Common Business Tax Deductions: Businesses can take advantage of tax deductions that the average employee can rarely use. These deductions lower your tax burden, so you take home more of your hard-earned money each year. Some of the most common business tax deductions include:
Transportation: When a vehicle is used for business purposes, you can write off a percentage of the miles driven to lower your taxes.
In 2018, the standard tax-deductible IRS mileage rates are as follows:
- 5 cents per mile when the vehicle is used for business purposes
- 14 cents per mile when the vehicle is used for the service of a charitable organization
- 18 cents per mile when the vehicle is used for moving or medical purposes
Business owners may also write off the cost of tolls and parking while using the vehicle for one of the above-listed situations.
Travel: Costs for business-related travel can be written off if you can prove that the purpose of the trip benefits your trade or business. There are special rules that may apply to travel outside of the United States, but generally, businesses can write off:
- Airfare as well as train, bus and car costs to reach your business destination
- Meals and lodging
- Business calls
- Laundry and dry cleaning
- Tips paid for services related to business expenses
- Shipping of materials and/or baggage for business purposes
- The cost of transportation between the airplane, train station or bus station to the hotel, work location, client meetings, conference and/or other business-related destination
Housing (Home-Based Businesses): Those who own home-based businesses can take advantage of the home office deduction. The deduction is available to both homeowners and renters. In order to qualify for this deduction, the home office must be:
- Your principal place of business
- Be used regularly and exclusively for business purposes
According to the IRS, the standard option for this deduction allows you to write off $5 per square foot of home space used for business (maximum of 300 square feet).
Office Equipment: Virtually every business will need to invest in equipment of some kind, even if that means just buying a laptop to take care of the back-end of things. Office equipment, like computers and printers, can be written off as well as office furniture. Part of the costs of office equipment can be written off over a period of time through what is called depreciating assets.
There are six categories of non-real estate assets for businesses. Two of the most common are:
- Five-year property, which includes office equipment, computers and cars
- Seven-year property, which includes office furniture
Depreciation helps lower your tax bill because the higher the depreciation then the lower your taxable income.
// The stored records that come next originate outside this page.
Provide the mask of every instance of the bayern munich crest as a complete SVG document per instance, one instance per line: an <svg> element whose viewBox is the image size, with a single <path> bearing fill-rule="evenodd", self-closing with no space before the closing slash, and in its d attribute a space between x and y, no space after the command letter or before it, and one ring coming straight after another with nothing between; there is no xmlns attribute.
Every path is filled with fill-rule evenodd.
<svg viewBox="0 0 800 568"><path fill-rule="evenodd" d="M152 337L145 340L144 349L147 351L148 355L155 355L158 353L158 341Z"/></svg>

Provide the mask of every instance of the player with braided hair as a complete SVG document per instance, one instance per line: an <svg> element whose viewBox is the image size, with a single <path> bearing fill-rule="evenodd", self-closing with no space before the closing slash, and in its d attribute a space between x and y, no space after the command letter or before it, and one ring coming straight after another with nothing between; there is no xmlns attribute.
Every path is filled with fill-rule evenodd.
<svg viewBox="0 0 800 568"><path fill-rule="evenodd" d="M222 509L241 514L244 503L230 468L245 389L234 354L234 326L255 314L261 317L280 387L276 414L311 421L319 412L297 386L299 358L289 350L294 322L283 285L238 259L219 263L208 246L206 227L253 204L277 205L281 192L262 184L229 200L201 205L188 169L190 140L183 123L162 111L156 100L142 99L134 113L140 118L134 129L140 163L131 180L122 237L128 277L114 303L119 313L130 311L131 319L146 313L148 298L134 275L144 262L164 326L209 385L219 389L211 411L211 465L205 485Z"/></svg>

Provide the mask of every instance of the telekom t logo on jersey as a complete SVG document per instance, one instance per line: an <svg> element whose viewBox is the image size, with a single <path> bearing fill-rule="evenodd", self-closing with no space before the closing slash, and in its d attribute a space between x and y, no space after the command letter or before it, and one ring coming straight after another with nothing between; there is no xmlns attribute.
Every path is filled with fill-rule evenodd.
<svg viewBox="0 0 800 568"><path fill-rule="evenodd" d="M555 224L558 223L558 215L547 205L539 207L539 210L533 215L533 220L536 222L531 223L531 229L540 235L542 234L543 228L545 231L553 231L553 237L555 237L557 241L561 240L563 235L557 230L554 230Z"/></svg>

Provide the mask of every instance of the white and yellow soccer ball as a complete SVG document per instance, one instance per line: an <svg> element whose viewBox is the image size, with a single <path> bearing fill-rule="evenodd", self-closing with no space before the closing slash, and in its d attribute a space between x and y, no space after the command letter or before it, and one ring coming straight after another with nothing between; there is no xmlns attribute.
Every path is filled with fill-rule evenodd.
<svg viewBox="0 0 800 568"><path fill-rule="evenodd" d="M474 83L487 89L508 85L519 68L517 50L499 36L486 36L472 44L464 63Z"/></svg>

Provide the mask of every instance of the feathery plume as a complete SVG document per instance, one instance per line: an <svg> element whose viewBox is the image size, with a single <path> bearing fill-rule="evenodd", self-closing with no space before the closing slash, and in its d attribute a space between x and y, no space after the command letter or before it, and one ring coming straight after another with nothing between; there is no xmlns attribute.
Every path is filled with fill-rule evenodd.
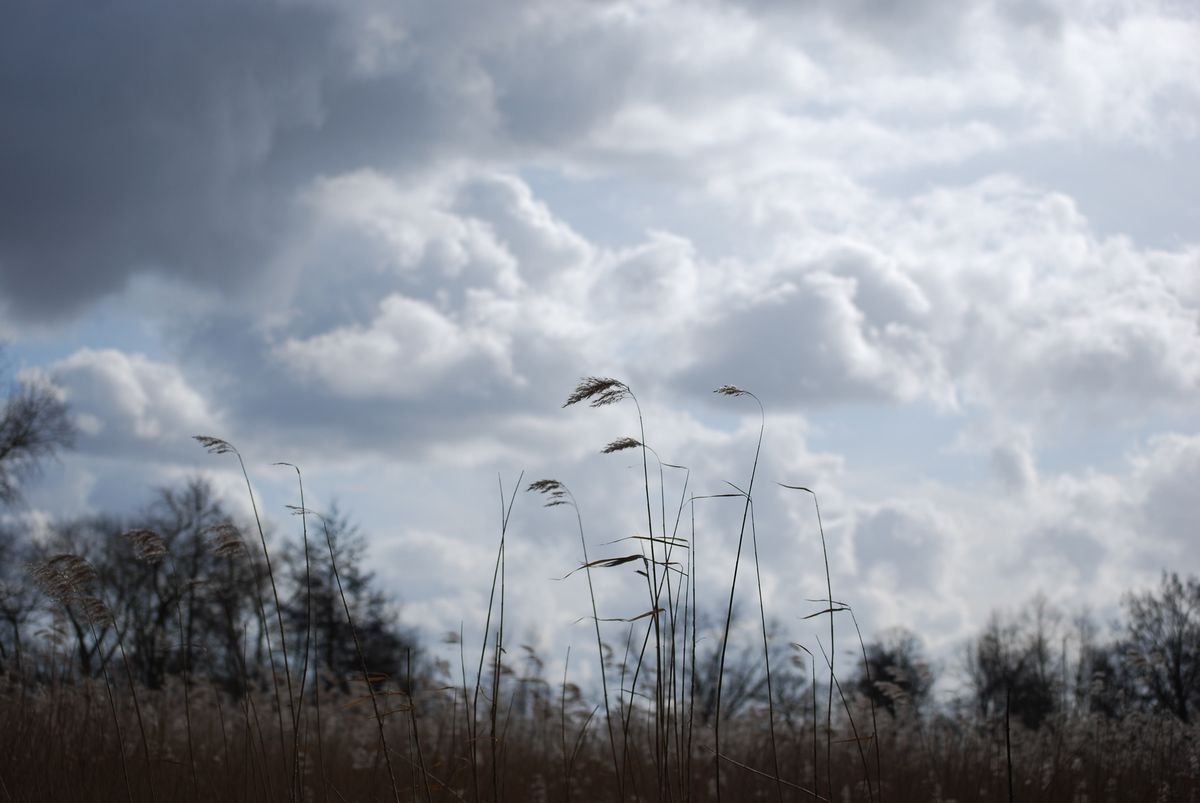
<svg viewBox="0 0 1200 803"><path fill-rule="evenodd" d="M113 623L112 610L99 597L84 597L80 600L83 614L95 625L110 625Z"/></svg>
<svg viewBox="0 0 1200 803"><path fill-rule="evenodd" d="M60 602L86 593L96 579L96 569L78 555L54 555L30 567L33 581L46 596Z"/></svg>
<svg viewBox="0 0 1200 803"><path fill-rule="evenodd" d="M540 494L546 494L549 498L546 500L546 507L557 507L558 505L571 504L570 492L567 491L567 486L563 485L558 480L538 480L537 482L529 483L529 487L525 489L534 491Z"/></svg>
<svg viewBox="0 0 1200 803"><path fill-rule="evenodd" d="M154 530L130 530L123 537L133 544L133 556L143 563L160 563L167 556L167 542Z"/></svg>
<svg viewBox="0 0 1200 803"><path fill-rule="evenodd" d="M233 448L233 444L222 438L214 438L211 435L193 435L192 439L199 442L210 454L228 454L229 452L237 454L237 449Z"/></svg>
<svg viewBox="0 0 1200 803"><path fill-rule="evenodd" d="M590 402L592 407L603 407L606 404L616 404L629 395L629 386L619 379L589 376L579 380L575 390L563 402L563 407L570 407L581 401Z"/></svg>
<svg viewBox="0 0 1200 803"><path fill-rule="evenodd" d="M231 522L225 521L209 528L212 540L209 542L213 557L232 558L246 554L246 543L242 534Z"/></svg>
<svg viewBox="0 0 1200 803"><path fill-rule="evenodd" d="M642 442L637 438L617 438L612 443L600 450L600 454L612 454L613 452L621 452L625 449L636 449L642 445Z"/></svg>

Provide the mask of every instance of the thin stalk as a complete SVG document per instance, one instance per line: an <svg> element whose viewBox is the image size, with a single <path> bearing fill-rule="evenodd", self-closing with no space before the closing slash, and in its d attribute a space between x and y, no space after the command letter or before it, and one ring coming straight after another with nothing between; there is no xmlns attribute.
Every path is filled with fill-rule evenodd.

Which Business Should You Get Into: There are numerous tax benefits when you own your own business. However, finding a business to get into can be a challenge. You can start your own, but it could take months or even years before you reach profitability. In the meantime, you can expect to put in countless hours every week to get the business off the ground. A better approach may be to purchase an existing business that is already established and making money. With the economy currently growing at a rate of 3% to 4% of GDP, now is a great time to consider this option.
Finding the right business to buy can be challenging, however. Even if a business is already profitable, you need to make sure it is a good fit for your skills and passion. If it is the wrong fit, the business could quickly become a burden. With all the options out there, the best approach is to work with an experienced business broker. A business intermediary can work closely with you and show you choices that match your criteria, so you are well positioned to become successful with your new venture.